Gebäudeenergiegesetz mit Solar und Dämmung ausstatten

Dienstag, 31. Mai 2022

Mit der Überarbeitung des Gebäudeenergiegesetzes (GEG) will die Bundesregierung den Gebäudesektor klimafit machen. Heute befasste sich der Ausschuss für Klimaschutz und Energie des Bundestages in einer öffentlichen Anhörung mit dem Entwurf.

Anstatt mit großen Schritten voranzugehen, werden zunächst nur die Neubaustandards angehoben. Der schlafende Riese, der Gebäudebestand, wird jedoch nicht geweckt. Um darauf aufmerksam zu machen, dass es dringend eine Trendwende in Richtung Energieeffizienz und Erneuerbare im Gebäudesektor braucht, setzte der NABU heute gemeinsam mit BUND, DUH, DNR, Germanwatch, Greenpeace und WWF ein Zeichen vor dem Bundestag.

NABU-Bundesgeschäftsführer Leif Miller betont: „Uns läuft die Zeit davon, den Gebäudesektor klimafit zu machen. 2021 hat der seine Klimaziele erneut verfehlt. Wir brauchen jetzt dringend gesetzliche Mindesteffizienzstandards für die energetisch schlechtesten Bestandsgebäude. Hier können die höchsten Effizienzpotenziale gehoben und Haushalte nachhaltig vor hohen Heizkosten geschützt werden“.

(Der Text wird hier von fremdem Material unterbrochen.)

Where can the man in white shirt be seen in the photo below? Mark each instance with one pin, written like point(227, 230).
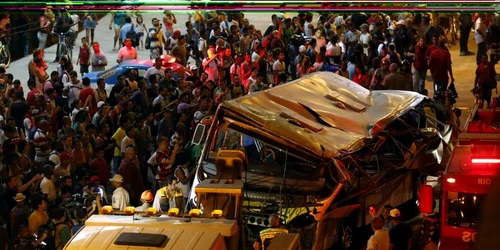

Neben der Klimakrise gilt es gerade auch mit Blick auf den russischen Angriffskrieg, fossile Abhängigkeiten zu beenden. Einbauverbote von Öl- und Gasheizungen sind hier das Gebot der Stunde. Stattdessen muss schnellstmöglich auf Wärmepumpen und Solarenergie gesetzt werden. Hier steht der NABU für eine Solardachpflicht als Lösung: „Eine gesetzliche Solardachpflicht für alle geeigneten Gebäude wurde bereits im Koalitionsvertrag angekündigt. Wo bleibt dieser Solar-Booster für Amtsgebäude, Schulen, Firmenzentralen und private Neubauten? Dächer sind versiegelte Flächen, die sich ideal für Erneuerbare Energie nutzen lassen, ohne Nutzungskonflikte“, so Miller weiter.